1. Carta de Vanessa, al Cornudo de su esposo [05]


    Fecha: 13/04/2026, Categorías: Infidelidad Autor: Reina de Picas, Fuente: TodoRelatos

    Parte 5
    
    El estacionamiento detrás de la iglesia era un terreno oscuro, lleno de carros viejos y sombras que se movían como fantasmas bajo la luz mortecina de un farol roto. Ahí estaba él, amor, Damián, recargado contra una camioneta impecable, su camisa blanca abierta en el pecho, dejando ver ese torso velludo que me hacía perder la cabeza.
    
    Sus ojos negros brillaron cuando me vio acercarme, como si ya supiera que iba a caer, como si mi resistencia fuera un chiste que solo él entendía. «Sabía que vendrías, putita», gruñó, con esa voz grave que me vibraba hasta el la concha, y yo me quedé parada a unos pasos, temblando, con las manos apretadas en puños, queriendo gritarle que me dejara en paz pero con las bragas empapadas traicionándome.
    
    Mis nervios eran un nudo en el estómago, Pablo, un nudo que se apretaba más con cada paso que daba hacia él.
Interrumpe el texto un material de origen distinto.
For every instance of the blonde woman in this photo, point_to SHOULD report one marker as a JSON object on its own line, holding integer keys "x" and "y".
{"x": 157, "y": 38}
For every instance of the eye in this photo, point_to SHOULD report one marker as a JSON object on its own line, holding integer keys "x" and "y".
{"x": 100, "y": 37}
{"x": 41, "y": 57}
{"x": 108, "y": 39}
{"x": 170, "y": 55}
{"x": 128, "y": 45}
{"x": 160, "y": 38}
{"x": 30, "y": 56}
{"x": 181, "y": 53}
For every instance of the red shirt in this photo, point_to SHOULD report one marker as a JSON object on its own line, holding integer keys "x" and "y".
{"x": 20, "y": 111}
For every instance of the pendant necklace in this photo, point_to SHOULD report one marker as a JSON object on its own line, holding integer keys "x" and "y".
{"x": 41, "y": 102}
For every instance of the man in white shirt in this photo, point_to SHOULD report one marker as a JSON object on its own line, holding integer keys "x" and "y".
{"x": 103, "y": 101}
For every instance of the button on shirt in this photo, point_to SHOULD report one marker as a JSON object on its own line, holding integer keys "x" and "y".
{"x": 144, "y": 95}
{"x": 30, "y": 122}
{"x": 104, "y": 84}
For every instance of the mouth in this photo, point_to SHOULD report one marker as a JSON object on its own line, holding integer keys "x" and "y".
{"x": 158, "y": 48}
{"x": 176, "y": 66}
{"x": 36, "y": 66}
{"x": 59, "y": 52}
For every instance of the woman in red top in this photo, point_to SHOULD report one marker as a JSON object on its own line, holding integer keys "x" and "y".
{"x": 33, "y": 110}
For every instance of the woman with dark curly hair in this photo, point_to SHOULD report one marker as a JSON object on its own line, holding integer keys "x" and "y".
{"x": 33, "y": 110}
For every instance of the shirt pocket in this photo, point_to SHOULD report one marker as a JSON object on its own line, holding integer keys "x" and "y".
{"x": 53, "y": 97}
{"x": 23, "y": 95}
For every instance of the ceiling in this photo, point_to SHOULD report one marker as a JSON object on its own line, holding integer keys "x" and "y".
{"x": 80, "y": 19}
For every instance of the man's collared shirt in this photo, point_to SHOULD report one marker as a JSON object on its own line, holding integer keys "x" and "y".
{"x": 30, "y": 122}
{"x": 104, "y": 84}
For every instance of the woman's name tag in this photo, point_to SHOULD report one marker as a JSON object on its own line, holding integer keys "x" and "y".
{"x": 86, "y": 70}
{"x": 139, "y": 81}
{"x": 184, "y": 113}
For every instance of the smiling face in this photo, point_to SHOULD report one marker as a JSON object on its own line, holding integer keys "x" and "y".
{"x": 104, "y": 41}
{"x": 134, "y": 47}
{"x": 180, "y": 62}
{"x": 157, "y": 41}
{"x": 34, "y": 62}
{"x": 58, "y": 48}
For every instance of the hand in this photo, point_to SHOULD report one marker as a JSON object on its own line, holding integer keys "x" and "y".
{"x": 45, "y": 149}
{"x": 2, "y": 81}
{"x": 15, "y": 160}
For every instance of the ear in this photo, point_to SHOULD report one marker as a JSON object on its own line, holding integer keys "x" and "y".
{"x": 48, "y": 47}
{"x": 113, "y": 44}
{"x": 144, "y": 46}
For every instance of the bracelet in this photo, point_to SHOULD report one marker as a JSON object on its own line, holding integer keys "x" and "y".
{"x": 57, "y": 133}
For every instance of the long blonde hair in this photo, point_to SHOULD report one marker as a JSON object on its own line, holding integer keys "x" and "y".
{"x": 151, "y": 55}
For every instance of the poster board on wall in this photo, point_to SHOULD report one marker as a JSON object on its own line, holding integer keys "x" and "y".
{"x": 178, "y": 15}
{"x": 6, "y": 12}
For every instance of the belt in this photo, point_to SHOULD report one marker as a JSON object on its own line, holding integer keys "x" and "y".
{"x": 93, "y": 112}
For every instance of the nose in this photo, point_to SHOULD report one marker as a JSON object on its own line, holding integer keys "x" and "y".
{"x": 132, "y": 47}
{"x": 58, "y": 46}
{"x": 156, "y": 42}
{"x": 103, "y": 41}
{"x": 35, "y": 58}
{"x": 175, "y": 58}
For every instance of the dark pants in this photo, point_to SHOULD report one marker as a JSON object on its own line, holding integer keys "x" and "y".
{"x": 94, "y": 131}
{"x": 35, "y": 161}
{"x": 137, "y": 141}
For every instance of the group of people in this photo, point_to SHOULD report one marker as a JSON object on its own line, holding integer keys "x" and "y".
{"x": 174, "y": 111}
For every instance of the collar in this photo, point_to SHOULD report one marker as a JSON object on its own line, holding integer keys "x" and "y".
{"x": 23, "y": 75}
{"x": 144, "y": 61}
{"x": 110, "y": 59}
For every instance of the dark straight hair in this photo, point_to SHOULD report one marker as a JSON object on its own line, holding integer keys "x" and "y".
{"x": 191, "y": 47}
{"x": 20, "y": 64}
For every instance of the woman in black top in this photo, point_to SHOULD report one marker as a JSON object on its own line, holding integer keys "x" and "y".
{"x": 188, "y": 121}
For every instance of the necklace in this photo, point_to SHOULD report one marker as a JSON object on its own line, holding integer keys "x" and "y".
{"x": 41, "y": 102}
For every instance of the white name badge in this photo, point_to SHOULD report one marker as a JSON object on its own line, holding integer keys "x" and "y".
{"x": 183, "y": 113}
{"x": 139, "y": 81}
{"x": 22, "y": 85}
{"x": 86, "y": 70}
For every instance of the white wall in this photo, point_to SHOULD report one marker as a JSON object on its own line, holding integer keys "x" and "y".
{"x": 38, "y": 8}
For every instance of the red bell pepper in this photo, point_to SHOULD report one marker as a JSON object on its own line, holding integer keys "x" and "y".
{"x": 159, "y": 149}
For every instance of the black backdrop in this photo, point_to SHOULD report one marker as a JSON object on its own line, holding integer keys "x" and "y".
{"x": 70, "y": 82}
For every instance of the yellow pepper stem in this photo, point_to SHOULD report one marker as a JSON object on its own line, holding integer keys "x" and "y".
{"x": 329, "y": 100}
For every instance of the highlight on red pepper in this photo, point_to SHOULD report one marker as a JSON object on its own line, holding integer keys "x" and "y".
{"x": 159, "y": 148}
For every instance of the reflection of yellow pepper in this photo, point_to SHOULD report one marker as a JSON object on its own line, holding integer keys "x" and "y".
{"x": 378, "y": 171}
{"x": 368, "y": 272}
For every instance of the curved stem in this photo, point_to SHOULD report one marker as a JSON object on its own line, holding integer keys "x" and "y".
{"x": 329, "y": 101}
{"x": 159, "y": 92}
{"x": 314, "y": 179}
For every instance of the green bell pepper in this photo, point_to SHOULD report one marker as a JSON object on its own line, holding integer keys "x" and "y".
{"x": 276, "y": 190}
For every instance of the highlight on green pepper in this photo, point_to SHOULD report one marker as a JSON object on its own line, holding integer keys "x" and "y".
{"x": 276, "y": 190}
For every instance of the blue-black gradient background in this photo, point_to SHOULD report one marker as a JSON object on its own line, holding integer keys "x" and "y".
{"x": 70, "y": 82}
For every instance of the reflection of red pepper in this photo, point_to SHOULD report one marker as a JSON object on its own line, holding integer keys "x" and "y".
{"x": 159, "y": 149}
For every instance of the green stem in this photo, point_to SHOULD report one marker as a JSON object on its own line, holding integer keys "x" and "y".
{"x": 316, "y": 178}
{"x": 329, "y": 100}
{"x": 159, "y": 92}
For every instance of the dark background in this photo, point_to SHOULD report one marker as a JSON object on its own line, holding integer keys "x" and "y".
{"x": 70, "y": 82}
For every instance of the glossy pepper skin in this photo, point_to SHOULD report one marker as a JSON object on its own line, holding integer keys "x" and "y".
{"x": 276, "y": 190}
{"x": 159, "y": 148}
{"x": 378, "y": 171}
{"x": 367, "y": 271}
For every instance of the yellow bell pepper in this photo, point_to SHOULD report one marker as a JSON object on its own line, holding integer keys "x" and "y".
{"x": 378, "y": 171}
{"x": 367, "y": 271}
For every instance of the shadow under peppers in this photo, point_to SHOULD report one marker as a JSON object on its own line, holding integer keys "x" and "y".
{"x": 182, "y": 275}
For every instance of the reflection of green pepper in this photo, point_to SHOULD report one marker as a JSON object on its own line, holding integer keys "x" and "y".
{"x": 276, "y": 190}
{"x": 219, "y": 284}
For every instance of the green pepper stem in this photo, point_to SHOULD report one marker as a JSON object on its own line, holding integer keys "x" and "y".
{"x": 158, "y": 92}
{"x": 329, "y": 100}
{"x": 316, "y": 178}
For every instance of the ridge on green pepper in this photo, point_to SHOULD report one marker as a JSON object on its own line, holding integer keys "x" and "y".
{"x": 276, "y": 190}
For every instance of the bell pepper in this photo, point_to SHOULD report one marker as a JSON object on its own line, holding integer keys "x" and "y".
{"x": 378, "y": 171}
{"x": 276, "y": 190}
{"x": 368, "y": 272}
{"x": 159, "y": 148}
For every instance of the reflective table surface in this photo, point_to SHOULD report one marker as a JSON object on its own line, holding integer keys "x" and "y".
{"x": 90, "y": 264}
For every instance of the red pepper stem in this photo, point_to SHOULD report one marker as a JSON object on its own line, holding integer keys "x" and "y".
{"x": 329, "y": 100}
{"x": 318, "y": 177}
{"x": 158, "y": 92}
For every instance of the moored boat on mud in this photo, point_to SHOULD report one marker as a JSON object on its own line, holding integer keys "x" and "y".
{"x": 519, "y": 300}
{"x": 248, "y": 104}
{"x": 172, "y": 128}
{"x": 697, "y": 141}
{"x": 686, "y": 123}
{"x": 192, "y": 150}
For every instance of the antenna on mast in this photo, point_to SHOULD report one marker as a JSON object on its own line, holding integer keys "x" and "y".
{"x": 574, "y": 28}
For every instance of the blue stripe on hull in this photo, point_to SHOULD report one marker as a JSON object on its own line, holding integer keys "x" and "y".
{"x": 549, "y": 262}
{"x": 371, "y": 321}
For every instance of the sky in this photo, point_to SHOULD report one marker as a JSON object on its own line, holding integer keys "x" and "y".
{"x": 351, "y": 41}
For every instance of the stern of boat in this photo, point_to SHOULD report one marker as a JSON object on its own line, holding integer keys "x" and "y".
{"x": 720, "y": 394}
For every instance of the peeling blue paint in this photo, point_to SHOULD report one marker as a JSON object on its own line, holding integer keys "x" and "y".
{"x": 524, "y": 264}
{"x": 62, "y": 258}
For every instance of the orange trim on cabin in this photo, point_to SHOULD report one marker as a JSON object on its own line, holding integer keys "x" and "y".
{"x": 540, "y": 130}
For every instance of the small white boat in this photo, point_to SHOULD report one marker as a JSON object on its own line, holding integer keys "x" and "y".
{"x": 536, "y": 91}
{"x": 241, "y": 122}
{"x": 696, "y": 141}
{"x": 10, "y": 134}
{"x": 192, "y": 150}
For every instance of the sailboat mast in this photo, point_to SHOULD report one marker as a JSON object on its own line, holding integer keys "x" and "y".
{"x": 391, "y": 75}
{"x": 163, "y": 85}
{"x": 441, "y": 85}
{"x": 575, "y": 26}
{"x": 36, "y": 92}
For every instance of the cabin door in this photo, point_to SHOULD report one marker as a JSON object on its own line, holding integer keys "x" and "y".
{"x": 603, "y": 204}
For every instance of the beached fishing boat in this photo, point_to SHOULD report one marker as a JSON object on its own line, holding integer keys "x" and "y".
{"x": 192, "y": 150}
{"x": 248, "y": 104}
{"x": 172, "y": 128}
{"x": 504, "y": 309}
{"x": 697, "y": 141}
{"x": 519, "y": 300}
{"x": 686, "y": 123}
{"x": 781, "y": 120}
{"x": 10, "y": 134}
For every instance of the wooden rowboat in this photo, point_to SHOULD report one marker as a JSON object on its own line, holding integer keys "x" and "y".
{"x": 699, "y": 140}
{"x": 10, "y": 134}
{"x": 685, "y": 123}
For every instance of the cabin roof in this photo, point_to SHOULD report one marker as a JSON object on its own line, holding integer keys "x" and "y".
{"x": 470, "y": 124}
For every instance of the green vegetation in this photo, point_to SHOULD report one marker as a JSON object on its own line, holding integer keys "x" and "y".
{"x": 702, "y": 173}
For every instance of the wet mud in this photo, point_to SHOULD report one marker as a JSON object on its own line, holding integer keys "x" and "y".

Había dicho que iba al baño, pero aquí estaba, caminando hacia un hombre que me estaba destruyendo, con el corazón latiéndome en las sienes y las piernas flojas como si fueran a doblarse.
    
    Cada crujido de la grava bajo mis pies me estresaba más. Sabía que de no parar estaría cerca de tirarlo todo por la borda. Pensaba en ti, amor, en tu cara cansada ayudando con el sorteo, en Lupita y tu mamá riéndose a unos metros, en Toño y su mirada de cabrón que sabía demasiado. El miedo me comía viva, pero algo más fuerte, algo sucio y caliente, me empujaba hacia él, como si mi cuerpo tuviera una voluntad propia que no podía ...
    ... controlar.
    
    «Vete a la chingada, Damián», le solté, y mi voz salió afilada, cargada de una rabia que me quemaba el pecho. No era la Vanessa débil que balbuceaba excusas, no, esta vez era una mujer harta, con las uñas clavadas en las palmas y los ojos ardiendo.
    
    «¿Por qué carajos le contaste a Toño lo que pasó entre nosotros? ¡Porque lo sabe, cabrón, Toño sabe lo nuestro! ¿Sabes lo que me estás haciendo? ¡Me estás jodiendo todo, todo lo que he peleado por tener con Pablo, con su familia, con esta pinche vida que me agobia pero que es mía!» Mis palabras eran un torrente, cada una más pesada, y las lágrimas me picaban los ojos, pero me las tragué, porque no iba a dejar que me viera rota.
    
    «¡Toño podría soltar la boca cualquier día, Damián, quizá borracho o drogada o qué se yo! ¿Te das cuenta? Una palabra suya y mi mundo se va al carajo. Lupita, mi suegra, mi marido… todos me van a ver como una zorra barata, y tú te vas a reír mientras yo me hundo. ¿Eso quieres? ¡Dime, cabrón, eso quieres?»
    
    Él se rió, un sonido bajo y áspero que me erizó la piel, y dio un paso hacia mí, su olor a loción fresca y sudor limpio envolviéndome como una trampa. «Cálmate, reinita», dijo, con esa mueca torcida que siempre me desarmaba. «Toño no es pendejo, sabe cerrar la boca. Es mi compa, lleva años conmigo en el taller, y nunca ha traicionado mi confianza. ¿Crees que va a ir corriendo a contarle a su mujercita que te cogí? No, Vanessa, él sabe cómo son las cosas, y tú también lo sabías cuando te metiste ...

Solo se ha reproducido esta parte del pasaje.